Well at this point, it's just a matter of emphasis with regards to the best way to frame the role of "specialness." .. Clearly from the point of view of history, the need to feel special and superior has raised its ugly head time and time again, e.g., the dozens of major issues and points in time where religion has clashed with science (e.g., forcing Newton to recant re his theory of heliocentrism), largely with regards to humankind's need to feel special in the eyes of God.

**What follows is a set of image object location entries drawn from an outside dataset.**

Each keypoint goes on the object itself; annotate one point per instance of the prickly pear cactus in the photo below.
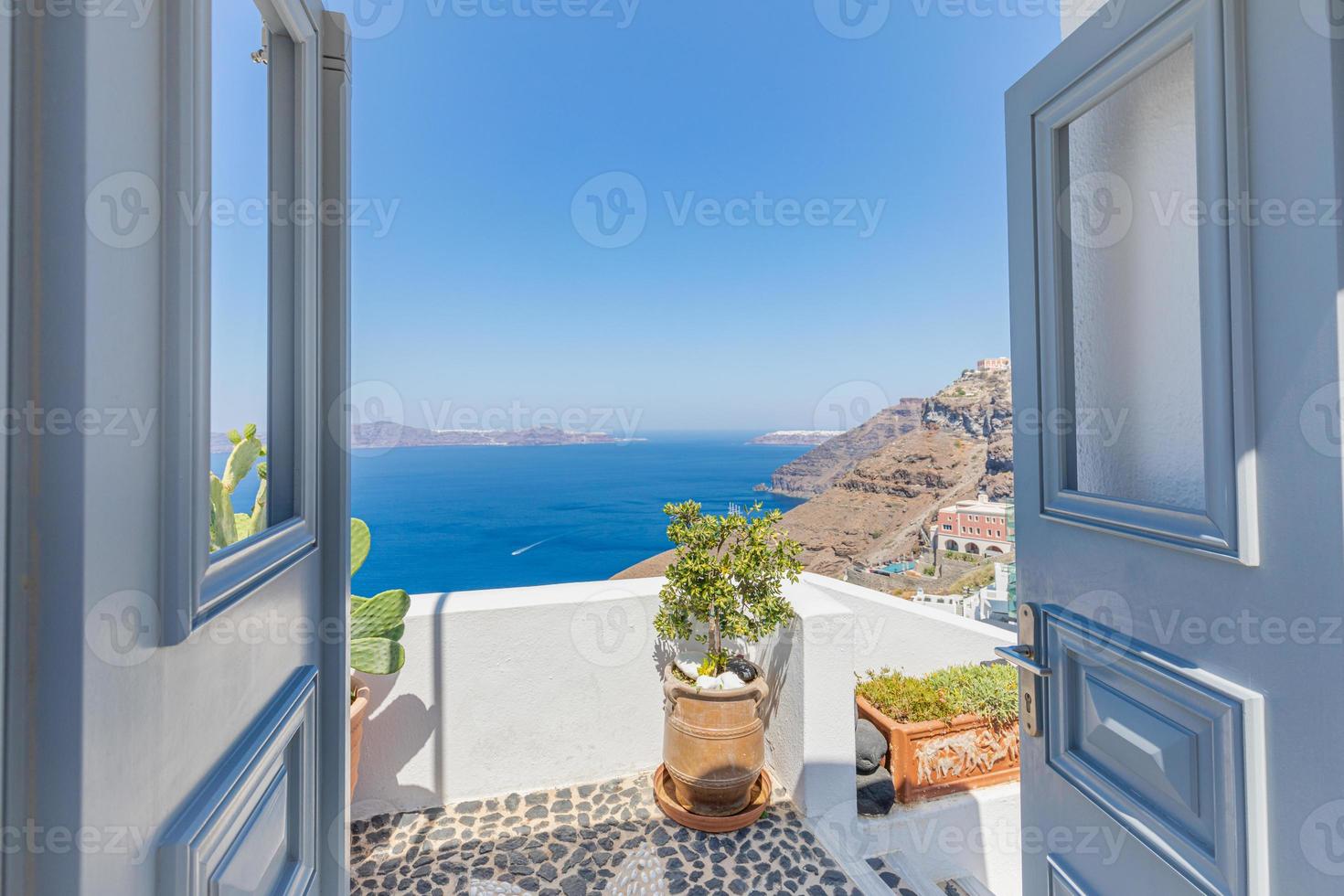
(375, 624)
(228, 527)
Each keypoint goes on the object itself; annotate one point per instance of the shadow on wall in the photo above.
(397, 731)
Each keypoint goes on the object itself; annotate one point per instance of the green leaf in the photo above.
(379, 614)
(377, 656)
(359, 544)
(223, 529)
(240, 461)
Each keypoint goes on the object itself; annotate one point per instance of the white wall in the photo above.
(532, 688)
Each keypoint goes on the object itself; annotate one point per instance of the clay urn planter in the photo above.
(929, 759)
(357, 710)
(712, 744)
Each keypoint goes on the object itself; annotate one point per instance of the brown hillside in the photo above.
(957, 445)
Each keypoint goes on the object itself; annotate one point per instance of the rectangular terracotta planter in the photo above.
(930, 759)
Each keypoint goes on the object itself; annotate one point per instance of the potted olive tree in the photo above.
(723, 590)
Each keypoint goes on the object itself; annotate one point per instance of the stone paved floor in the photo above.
(595, 838)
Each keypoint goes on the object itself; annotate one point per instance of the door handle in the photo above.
(1026, 656)
(1021, 656)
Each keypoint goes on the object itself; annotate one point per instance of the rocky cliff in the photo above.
(917, 457)
(818, 469)
(960, 446)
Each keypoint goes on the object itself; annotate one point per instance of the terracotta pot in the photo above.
(357, 709)
(930, 759)
(712, 744)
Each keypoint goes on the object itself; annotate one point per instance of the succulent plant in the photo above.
(226, 526)
(375, 624)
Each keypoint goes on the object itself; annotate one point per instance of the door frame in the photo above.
(5, 215)
(197, 584)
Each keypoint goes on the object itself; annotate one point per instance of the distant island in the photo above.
(872, 492)
(386, 434)
(795, 437)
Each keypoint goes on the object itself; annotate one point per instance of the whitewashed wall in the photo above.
(522, 689)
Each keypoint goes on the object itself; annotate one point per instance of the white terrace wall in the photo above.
(522, 689)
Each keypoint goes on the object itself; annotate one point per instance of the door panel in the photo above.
(183, 715)
(1161, 749)
(1181, 624)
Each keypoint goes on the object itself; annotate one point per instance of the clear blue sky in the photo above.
(480, 129)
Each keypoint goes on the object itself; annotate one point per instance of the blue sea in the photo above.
(449, 518)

Similarly, there are thousands of violent examples of societies clashing with each other, in large part, over issues of religious and national identity based largely on the need to feel special, unique, and superior.

 

Terry Eagleton sums this up neatly when he states in "Reason, Faith, and Revolution," that "Civilizations kill to protect their matierial interests, whereas cultures kill to protect their identity" (p. 156)

 

But if you choose to focus on the mundane, rather Sartrean, role that the Other (person) has in bestowing upon oneself a sense of identity, that is fine with me...But, it doesn't discount the role that the search for identity and the need to feel special (e.g., ethnocentrism) has played throughout history, often with violent consequences.

 

I don't understand why you continue to use the word "interpolate" however, instead of "extrapolate," as, judging from the context in which you are using the word, the former does not seem to make sense to me.

 

I do follow the reasoning in your last post, up until the point where you back track and suggest that the fact that our identity is confirmed or substantiated in some way in the minds of others somehow (as if in some figurative, Hegelian leap from the individual to the universal) provides evidence that "the universe is aware of us." It is total speculation on your part that objective reality (aka the World or the Universe) is somehow synonymous with God because it is aware us.

 

It is at this point that you seem to leave the realm of science (or even basic logic) and venture off into speculative metaphysics. That's fine if you want to do that, but keep in mind that, unlike multiverse theories, there is no evidence (idle speculation doesn't count) that the universe is aware of us simply on the basis that other human beings are. I don't see that as a reasonable extrapolation. Sure, people are perhaps a product of the universe and they are in the universe, but suggesting that therefore the entire universe must or is probably aware of us (as if it were a god) makes no sense to me. But again, if you are trying to say that other people are "godlike" in that they seem to give you a sense of identity and therefore existence, that is a nice metaphorical analogy. But in no way can I see that you have shown that our awareness of each other provides any evidence or reasoning whatsoever that therefore the universe is aware of us. In short, your use of the word "god" in describing the universe is, imho, rather misleading, even if you acknowledge that you are just making a figurative claim.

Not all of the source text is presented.